# SLCSP

## Calculate the second lowest cost silver plan

## Problem

You've been asked to determine the second lowest cost silver plan (SLCSP) for
a group of ZIP codes.

## Task

You've been given a CSV file, `slcsp.csv`, which contains the ZIP codes in the
first column. Fill in the second column with the rate (see below) of the
corresponding SLCSP and emit the answer on `stdout` using the same CSV format as
the input. Write your code in your best programming language.

### Expected output

The order of the rows in your answer as emitted on stdout must stay the same as how they
appeared in the original `slcsp.csv`. The first row should be the column headers: `zipcode,rate`
The remaining lines should output unquoted values with two digits after the decimal
place of the rates, for example: `64148,245.20`.

It may not be possible to determine a SLCSP for every ZIP code given; for example, if there is only one silver plan available, there is no _second_ lowest cost plan. Check for cases where a definitive answer cannot be found and leave those cells blank in the output (no quotes or zeroes or other text).
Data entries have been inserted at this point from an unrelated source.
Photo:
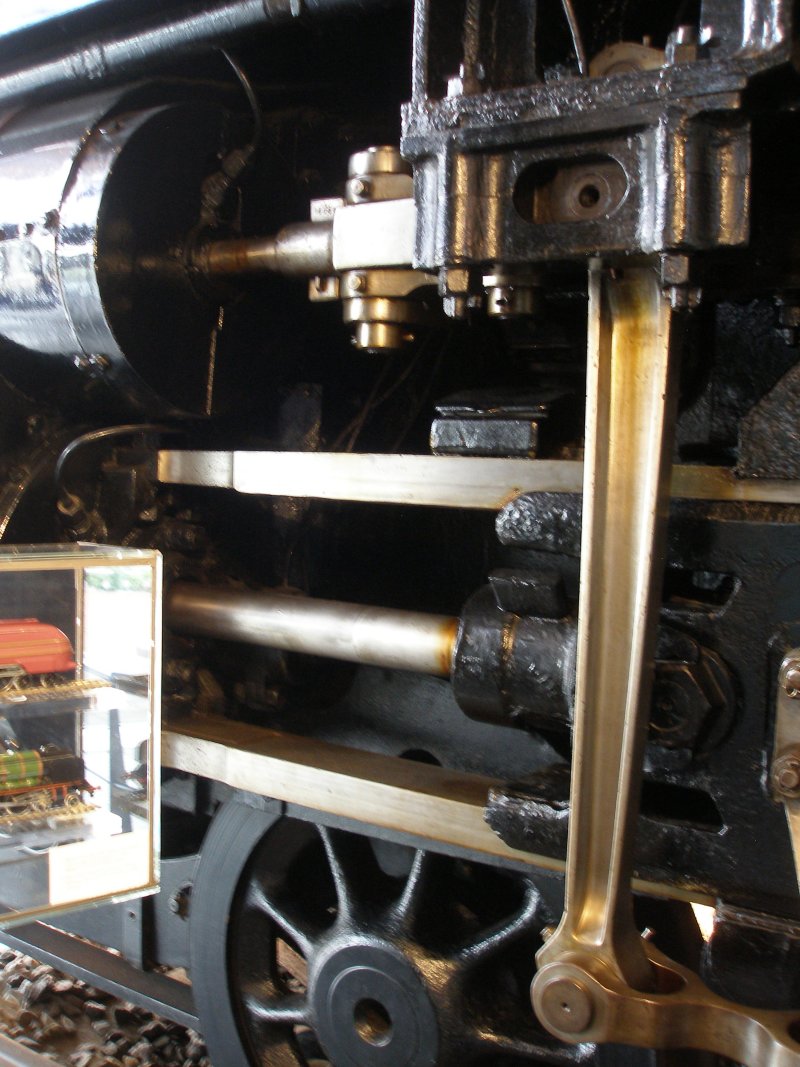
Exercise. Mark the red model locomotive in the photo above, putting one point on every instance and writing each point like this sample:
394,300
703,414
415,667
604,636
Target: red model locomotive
32,648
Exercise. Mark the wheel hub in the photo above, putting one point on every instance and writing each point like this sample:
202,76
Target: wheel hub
372,1009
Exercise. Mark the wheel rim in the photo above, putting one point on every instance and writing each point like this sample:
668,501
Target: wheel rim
313,945
365,954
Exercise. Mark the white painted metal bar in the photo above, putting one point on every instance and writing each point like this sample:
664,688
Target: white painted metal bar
444,481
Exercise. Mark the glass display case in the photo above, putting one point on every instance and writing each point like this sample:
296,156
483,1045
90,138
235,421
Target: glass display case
80,658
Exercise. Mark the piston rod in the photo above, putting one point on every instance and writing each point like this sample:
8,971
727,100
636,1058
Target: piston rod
377,636
300,250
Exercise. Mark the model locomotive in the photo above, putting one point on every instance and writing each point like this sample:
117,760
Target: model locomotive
30,649
33,781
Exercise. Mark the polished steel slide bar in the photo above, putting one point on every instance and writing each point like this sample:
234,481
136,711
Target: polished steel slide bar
444,481
426,801
356,633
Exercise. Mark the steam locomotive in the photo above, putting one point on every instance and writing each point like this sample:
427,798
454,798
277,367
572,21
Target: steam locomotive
449,352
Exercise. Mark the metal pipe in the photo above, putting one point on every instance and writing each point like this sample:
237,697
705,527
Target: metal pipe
301,250
381,637
116,57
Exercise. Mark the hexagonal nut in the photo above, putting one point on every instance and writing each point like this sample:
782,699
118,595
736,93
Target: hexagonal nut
785,774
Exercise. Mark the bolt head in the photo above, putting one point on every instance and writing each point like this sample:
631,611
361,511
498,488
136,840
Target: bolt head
785,775
790,677
360,187
566,1005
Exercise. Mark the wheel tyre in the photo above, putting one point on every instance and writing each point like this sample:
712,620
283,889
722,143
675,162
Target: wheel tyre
234,833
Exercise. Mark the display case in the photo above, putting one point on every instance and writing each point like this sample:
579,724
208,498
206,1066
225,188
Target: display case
80,658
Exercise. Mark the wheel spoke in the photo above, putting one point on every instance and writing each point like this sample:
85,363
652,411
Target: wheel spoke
273,1008
497,938
303,936
280,1053
419,887
351,861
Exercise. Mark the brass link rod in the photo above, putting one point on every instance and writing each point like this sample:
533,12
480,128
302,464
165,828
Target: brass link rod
630,405
597,978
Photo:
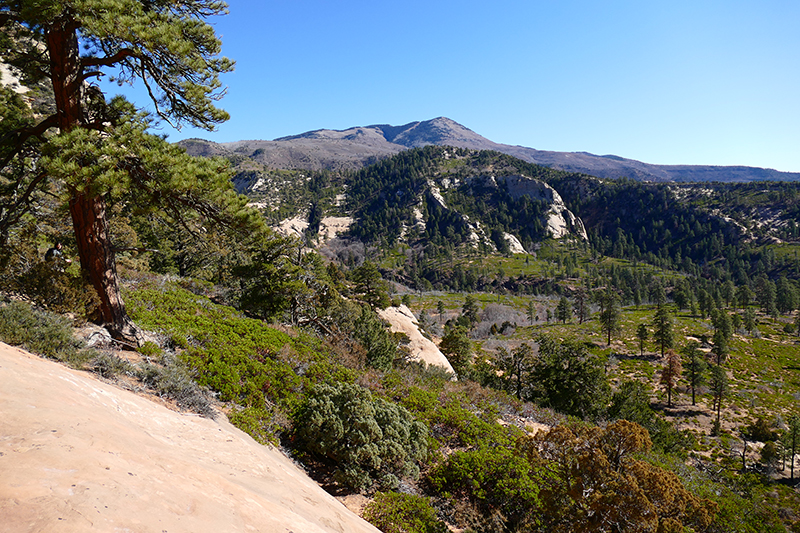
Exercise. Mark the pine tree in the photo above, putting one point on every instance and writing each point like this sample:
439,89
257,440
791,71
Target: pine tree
662,329
563,310
719,388
695,366
166,45
670,374
610,315
641,334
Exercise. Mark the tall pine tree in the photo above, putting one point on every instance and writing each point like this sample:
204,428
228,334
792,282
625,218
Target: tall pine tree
95,153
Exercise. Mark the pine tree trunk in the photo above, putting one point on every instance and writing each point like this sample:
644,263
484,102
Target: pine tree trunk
88,211
65,67
97,260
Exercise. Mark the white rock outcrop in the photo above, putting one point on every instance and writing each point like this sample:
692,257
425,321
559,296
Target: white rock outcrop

For example, `40813,`.

## Additional information

The SLCSP is the so-called "benchmark" health plan in a particular area. It's
used to compute the tax credit that qualifying individuals and families receive
on the marketplace. It's the second lowest rate for a silver plan in the rate area.

For example, if a rate area had silver plans with rates of `[197.3, 197.3, 201.1, 305.4, 306.7, 411.24]`, the SLCSP for that rate area would be `201.1`,
since it's the second lowest rate in that rate area.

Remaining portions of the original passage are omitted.